For Friday’s Feminist Philosophies class, we read about Postmodern Feminism in Rosemarie Putman Tong’s Feminist Thought: A More Comprehensive Introduction. Tong writes that
Postmodern feminists, like all postmodernists, seek to avoid in their writings any and all reinstantiations of phallogocentric thought, ideas ordered around an absolute word (logos) that is “male” in style (hence the reference to the phallus). Thus, they view with suspicion any mode of feminist thought that aims to provide the explanation for why woman is oppressed or the ten steps all women must take to achieve liberation. (193)
During our graduate section, my teacher critiqued postmodernism quite harshly as philosophically unsound on two basic premises: 1) they are claiming to not do theory because it is phallogocentric, but in reality, if they are explaining things, then it is theory; and 2) they claim that language creates society, but if our language is phallogocentric, we can’t get out of it — we can’t just create a new language.
Now that I’ve had time to think about it and review the chapter, I don’t think that postmodern feminists are claiming that they aren’t doing theory, but rather that they aren’t going to try to come up with a totalizing theory; they refuse “to develop one overarching explanation and solution for women’s oppression” (193).
Additionally, I’m not sure if I really care for Tong’s discussion of postmodern feminism. She never really gives a good description of what postmodernism is, I think (not that I really have one either). She also only discusses Hélene Cixous, Luce Irigaray, and Julia Kristeva (in addition to Lacan, Derrida, and de Beauvoir). I was somewhat shocked that Judith Butler (and Foucault) didn’t make it into the chapter.

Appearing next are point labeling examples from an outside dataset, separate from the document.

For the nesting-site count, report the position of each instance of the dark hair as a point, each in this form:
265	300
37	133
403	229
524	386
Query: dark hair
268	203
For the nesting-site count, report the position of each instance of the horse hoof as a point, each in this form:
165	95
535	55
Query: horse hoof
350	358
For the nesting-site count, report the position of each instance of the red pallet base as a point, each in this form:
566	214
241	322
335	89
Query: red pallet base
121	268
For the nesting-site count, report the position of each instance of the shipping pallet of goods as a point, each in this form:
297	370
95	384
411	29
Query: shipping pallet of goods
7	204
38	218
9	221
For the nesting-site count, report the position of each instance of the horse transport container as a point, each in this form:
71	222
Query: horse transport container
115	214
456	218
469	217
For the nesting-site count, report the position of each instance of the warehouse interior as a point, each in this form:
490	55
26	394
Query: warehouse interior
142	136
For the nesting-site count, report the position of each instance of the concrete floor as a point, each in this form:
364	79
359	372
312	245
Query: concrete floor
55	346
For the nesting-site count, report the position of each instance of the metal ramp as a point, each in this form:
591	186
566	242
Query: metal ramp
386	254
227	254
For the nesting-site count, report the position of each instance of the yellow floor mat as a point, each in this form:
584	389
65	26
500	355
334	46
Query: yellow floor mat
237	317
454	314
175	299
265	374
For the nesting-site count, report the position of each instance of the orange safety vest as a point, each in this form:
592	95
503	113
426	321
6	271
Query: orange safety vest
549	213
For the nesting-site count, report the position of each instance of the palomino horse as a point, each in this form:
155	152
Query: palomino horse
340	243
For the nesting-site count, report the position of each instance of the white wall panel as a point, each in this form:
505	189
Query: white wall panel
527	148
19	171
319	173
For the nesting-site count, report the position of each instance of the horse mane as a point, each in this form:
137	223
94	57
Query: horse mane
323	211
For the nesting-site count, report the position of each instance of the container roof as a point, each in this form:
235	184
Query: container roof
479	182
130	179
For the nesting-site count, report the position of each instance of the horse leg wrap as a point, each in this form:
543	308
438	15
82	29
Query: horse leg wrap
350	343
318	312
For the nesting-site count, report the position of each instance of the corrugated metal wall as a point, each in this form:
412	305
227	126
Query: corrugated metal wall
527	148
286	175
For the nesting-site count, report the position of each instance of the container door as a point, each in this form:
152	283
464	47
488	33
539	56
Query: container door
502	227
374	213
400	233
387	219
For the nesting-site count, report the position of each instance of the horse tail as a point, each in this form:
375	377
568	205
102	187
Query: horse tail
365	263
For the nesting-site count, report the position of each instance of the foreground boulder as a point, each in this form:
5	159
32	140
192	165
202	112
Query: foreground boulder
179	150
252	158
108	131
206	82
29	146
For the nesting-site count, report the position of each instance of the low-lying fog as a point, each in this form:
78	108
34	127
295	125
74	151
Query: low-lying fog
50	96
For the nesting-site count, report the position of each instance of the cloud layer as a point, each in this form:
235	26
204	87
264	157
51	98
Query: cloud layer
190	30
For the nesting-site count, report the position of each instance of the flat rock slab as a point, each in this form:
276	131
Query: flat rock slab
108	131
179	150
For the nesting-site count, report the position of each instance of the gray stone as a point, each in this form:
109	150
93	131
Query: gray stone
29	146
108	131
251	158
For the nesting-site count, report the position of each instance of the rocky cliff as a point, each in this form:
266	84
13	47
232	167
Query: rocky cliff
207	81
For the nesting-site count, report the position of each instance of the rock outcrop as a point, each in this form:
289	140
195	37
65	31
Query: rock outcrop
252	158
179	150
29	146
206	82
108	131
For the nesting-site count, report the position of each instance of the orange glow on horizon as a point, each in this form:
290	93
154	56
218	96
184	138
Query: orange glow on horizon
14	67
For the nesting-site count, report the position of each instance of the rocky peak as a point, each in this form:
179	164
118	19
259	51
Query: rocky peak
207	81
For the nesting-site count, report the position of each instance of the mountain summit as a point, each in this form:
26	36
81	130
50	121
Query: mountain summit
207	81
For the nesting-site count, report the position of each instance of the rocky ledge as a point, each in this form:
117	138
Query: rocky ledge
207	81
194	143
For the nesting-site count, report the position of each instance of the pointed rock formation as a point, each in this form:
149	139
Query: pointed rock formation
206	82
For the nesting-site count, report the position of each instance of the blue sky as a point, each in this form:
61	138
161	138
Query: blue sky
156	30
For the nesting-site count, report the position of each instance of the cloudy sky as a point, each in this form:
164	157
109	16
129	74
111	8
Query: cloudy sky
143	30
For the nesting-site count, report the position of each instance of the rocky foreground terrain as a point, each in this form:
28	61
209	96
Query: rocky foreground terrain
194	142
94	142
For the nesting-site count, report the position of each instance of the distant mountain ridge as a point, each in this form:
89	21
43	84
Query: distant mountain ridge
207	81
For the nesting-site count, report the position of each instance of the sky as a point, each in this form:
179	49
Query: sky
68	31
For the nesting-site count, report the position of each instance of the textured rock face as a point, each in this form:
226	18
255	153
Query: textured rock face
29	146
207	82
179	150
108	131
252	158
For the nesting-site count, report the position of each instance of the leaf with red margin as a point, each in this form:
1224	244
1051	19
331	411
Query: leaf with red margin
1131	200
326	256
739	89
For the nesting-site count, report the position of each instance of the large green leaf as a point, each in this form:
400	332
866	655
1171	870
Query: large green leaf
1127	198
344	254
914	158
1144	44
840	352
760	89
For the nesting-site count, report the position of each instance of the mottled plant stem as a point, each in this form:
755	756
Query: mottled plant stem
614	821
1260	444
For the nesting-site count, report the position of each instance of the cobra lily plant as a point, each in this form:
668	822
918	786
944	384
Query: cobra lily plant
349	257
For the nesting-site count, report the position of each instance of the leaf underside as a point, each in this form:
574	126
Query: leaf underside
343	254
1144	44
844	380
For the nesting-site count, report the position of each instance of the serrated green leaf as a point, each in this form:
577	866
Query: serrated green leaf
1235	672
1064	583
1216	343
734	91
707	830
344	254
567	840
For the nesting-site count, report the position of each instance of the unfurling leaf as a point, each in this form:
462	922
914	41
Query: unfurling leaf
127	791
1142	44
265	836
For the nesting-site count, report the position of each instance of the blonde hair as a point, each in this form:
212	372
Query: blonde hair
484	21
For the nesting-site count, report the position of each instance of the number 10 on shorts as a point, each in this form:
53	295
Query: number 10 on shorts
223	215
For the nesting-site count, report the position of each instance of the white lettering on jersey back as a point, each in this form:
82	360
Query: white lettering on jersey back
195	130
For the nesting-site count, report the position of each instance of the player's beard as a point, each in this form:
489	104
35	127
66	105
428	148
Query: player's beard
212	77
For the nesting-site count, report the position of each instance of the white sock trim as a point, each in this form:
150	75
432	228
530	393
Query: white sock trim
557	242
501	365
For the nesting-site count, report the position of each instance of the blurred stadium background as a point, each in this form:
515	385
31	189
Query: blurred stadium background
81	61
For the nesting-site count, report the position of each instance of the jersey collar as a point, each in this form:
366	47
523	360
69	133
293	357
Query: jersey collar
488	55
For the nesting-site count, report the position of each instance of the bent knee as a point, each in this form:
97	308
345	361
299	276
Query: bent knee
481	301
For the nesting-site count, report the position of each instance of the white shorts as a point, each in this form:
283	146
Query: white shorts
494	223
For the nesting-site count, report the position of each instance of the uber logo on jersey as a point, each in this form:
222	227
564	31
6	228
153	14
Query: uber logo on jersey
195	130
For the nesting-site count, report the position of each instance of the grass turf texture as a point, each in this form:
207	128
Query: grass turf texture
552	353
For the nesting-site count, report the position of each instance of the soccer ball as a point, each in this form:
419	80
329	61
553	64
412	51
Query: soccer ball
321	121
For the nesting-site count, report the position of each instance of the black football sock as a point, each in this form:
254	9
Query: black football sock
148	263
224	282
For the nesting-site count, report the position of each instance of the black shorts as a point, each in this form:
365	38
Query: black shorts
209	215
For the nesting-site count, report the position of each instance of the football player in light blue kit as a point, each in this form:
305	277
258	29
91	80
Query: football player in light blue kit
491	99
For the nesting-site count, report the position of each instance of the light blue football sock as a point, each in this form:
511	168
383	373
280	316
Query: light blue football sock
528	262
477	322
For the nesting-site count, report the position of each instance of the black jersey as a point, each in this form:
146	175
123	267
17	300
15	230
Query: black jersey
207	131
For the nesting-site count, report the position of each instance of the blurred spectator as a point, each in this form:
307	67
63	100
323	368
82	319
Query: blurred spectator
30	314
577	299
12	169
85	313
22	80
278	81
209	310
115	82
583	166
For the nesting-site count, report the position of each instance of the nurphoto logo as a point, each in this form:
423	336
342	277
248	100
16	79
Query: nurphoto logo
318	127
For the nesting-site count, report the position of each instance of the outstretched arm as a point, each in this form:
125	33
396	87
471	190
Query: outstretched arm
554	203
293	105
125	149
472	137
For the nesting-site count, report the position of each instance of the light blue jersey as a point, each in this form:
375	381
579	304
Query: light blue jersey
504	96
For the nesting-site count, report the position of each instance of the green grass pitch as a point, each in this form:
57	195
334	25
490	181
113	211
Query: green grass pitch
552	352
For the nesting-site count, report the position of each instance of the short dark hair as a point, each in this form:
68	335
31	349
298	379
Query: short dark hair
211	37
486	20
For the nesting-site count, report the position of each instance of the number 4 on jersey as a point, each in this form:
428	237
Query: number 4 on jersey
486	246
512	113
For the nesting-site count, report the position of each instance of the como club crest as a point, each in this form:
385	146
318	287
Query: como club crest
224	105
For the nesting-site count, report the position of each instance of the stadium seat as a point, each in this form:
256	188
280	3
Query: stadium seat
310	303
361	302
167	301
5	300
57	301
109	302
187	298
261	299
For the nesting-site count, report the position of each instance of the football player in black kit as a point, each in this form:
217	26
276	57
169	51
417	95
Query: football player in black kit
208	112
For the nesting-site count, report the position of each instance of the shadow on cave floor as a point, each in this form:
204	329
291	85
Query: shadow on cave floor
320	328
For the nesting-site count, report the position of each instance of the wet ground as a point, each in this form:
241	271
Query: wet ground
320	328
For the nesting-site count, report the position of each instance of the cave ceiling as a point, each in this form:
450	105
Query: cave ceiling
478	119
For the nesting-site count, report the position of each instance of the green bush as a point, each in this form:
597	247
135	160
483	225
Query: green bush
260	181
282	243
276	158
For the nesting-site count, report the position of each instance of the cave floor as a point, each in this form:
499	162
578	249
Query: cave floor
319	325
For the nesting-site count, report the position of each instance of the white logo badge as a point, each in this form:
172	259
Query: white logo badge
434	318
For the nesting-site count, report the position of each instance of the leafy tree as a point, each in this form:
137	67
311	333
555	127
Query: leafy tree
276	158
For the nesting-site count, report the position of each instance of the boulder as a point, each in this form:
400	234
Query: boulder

My teacher (and some classmates agree) that postmodern feminism doesn’t offer much practical use. They agree with critics that it is too esoteric and meant for a small audience, that it can be read as essentialist (though arguably, so can all feminist theory), and that it is too wrapped up in play.
I thought I’d do some preliminary research for a possible paper topic on postmodern feminism and its applicability in our material conditions (i.e., how can we use this stuff). Part of this is perhaps that I am enamored with postmodernism and want to defend it, but I think it is also that I want to understand this theory better, and to get a better grasp of it for myself (after all, if postmodernism is passé and bunk, as my philosophy teacher might have it, then perhaps I shouldn’t be so enthusiastic about it).
So, like all college students (and now professors too!) I went to Wikipedia. Wikipedia explains that postmodern feminism’s “largest departure from other branches of feminism, is the argument sex is itself constructed through language” (emphasis added). The article is limited, and in need of an expert (perhaps by the end of the term, I could do that?), so it only offers up two postmodern feminists: Judith Butler and someone new to me: Mary Joe Frug.
I’ve already found some journal articles online, but I think they’ll have to wait until I’m done with a few other papers that are due next week.
Hi! I was looking for some new topics to ponder on gender construction and I was directed to your site…I started checking around, and what a collection of thoughts you have on things I feel greatly about! Thanks for keeping all of this in order, I wish I would have thought to do this at the start of my college career, especially in philosophy classes.